NHC orders Weather Radar flights into Invest 90L, June 17

NHC orders Weather Radar flights into Invest 90L, June 17

The National Hurricane Center requested weather radar reconnaissance flights into Invest 90L after severe storms early Monday morning struck two homes in Thunder Rock, a section of a Texas town. The first Hurricane Hunter flight is scheduled for Wednesday, June 17, with an initial target arrival time of 0600Z, or 2:00 a.m. ET.

Those flights are meant to determine whether the disturbance in the western Gulf of America is organizing into a tropical depression or storm this week. The system is also tied to repeated rounds of torrential rain that could trigger widespread flash flooding across South, Central, East, and Southeast Texas over multiple days.

Thunder Rock Fire Response

Spicewood Fire Rescue said it was called to two separate homes in the Thunder Rock section after two lightning strike structure fires were reported within five minutes of each other. Several fire agencies responded to the scene. Minor damage was reported in the first fire, and the second home was a total loss.
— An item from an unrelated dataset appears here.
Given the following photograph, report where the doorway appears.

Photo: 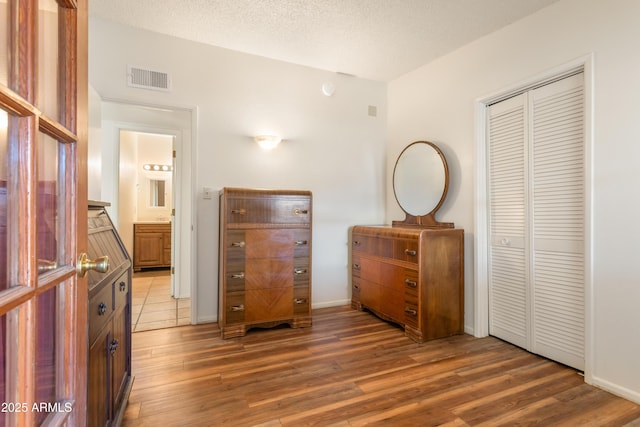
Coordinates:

No injuries were reported. For residents in the path of the storms, the immediate concern has already shifted from one lightning strike to the next hazard on the same weather setup.

Abbott Mobilizes State Resources

On Monday, Governor Greg Abbott directed the Texas Division of Emergency Management to mobilize additional state emergency response resources. He also moved the Texas State Emergency Operations Center into 24-hour operations.

The state response comes as the Texas Panhandle braces for large hail and damaging wind gusts today, while multiple regions face triple-digit heat index values. The weather pattern is broad enough to create more than one problem at once, and the Gulf disturbance is only one piece of it.

Hurricane Hunters Over Gulf

The Hurricane Hunters will fly low-level data patterns into the western Gulf of America to look for a closed surface circulation and pinpoint where a center of low pressure is trying to form. Satellites can only see so much from space, so the crew will also drop specialized sensors called dropsondes.

Those sensors will send back real-time wind speed, barometric pressure, and atmospheric temperature data to the National Hurricane Center. The first flight gives forecasters a direct look inside Invest 90L before the threat to Texas becomes harder to read from satellite images alone.